Si c’est le cas, le corps de la personne décédée sera alors transporté à l’IML (institut médico-légal) de Nancy, dans le cadre d’une enquête judiciaire, en vue d’une autopsie, afin de déterminer les véritables causes de son décès.

Et c’est le procureur – lui seul – qui peut lever l’obstacle médico-légal. Il délivre d’abord un certificat qui doit mentionner qu’il existe un obstacle médico-légal qui suspendra les opérations funéraires jusqu’à la décision de levée de cette suspension, en délivrant ensuite un permis d’inhumer, d’incinérer et/ou d’avoir des soins de thanatopraxie.

 

– Quelles autres compétences particulières, ce métier de conseillère funéraire requiert-il ?

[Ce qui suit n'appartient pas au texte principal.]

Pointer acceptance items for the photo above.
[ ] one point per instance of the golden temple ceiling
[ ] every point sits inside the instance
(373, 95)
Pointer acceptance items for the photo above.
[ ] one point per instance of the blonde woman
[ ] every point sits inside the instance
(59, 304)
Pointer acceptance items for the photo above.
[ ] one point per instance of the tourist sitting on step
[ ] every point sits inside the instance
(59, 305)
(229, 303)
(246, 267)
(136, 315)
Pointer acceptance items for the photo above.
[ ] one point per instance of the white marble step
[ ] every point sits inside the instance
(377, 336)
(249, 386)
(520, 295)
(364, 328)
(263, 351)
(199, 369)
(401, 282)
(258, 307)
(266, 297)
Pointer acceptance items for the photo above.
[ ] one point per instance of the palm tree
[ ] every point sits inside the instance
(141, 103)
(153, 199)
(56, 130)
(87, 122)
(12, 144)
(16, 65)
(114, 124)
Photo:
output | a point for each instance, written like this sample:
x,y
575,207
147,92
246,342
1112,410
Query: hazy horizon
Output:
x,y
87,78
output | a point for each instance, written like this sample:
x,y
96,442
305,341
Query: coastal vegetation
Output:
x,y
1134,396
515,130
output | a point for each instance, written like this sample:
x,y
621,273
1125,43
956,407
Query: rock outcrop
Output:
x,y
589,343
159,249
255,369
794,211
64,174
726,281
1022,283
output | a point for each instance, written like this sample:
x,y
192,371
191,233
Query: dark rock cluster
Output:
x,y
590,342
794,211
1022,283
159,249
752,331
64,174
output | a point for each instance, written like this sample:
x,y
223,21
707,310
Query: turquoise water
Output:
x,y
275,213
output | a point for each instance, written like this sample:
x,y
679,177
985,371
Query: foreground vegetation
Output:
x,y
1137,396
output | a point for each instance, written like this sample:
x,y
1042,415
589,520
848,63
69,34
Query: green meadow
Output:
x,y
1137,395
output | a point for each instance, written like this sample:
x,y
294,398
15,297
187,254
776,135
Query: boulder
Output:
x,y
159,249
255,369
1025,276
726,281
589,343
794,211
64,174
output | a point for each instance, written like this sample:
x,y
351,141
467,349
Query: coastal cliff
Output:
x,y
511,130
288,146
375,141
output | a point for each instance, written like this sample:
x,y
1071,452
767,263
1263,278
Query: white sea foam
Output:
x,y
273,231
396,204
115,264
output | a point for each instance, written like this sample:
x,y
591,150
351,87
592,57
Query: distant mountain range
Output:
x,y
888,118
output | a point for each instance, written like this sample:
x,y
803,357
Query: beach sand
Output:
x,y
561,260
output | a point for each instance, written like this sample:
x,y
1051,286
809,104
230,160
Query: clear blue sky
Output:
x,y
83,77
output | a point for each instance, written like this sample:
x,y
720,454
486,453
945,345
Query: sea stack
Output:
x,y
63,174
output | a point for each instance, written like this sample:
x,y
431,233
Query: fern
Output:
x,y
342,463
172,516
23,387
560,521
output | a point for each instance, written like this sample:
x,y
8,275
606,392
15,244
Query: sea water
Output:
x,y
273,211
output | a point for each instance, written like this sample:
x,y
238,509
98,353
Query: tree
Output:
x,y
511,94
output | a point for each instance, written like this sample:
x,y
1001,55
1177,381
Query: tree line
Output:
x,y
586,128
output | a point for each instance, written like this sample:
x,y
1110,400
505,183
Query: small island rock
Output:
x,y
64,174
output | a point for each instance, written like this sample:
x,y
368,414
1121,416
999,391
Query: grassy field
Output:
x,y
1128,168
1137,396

Cette profession nécessite également de bien s’y connaître en matière de religions, que ce soit le bouddhisme, les religions musulmane, juive et chrétienne, ou encore orthodoxe… Ainsi faut-il maîtriser les emblèmes religieux (croix, étoile de David, croissant…). Mais il faut aussi avoir de solides connaissances au niveau des papiers administratifs et du déroulé des obsèques.

 

– Est-ce que la formation d’ASSP permet de favoriser les liens avec la famille du défunt ?

Oui ! Il faut déjà se mettre dans l’idée que lorsque l’on est auxiliaire de vie, sans diplôme d’aide-soignante, ce qui a été mon cas lors des stages effectués durant les années d’études en Bac Pro, on fait face à des personnes âgées qui sont en fin de vie ! Alors pour moi, la formation d’ASSP a été un plus parce que si l’on veut bifurquer sur le secteur des pompes funèbres, c’est la continuité !

 

– Quel regard portes-tu sur ton métier après l’obtention de ton diplôme ?

Je m’épanouis dans ce que je fais, à partir du moment où je veux travailler dans ce secteur depuis mes douze ans. Je pense que c’est un métier comme un autre. Il faut simplement avoir parfois le cœur bien accroché. On peut ne pas toujours avoir affaire à des personnes âgées… Depuis que j’exerce, j’ai déjà dû m’occuper d’une personne qui s’était suicidée par pendaison au fil de fer…

 

– As-tu d’autres projets professionnels ?

Par la suite, je voudrais suivre une formation de thanatopraxie. Mais pour l’heure, je veux renforcer mes compétences en tant que conseillère et maîtresse de cérémonie.

Il va déjà falloir que j’acquière davantage de confiance en moi, au niveau de la prise en charge des familles, du vocabulaire à employer (d’où l’importance du français), de la gestion du deuil, de la posture à adopter face aux familles meurtries… À l’heure actuelle, si l’on vient à me parler de choses personnelles, je vais être en capacité d’écouter et de rassurer la personne en trouvant une solution et des moyens adaptés.

 

– Quel est le salaire mensuel d’un conseiller funéraire ?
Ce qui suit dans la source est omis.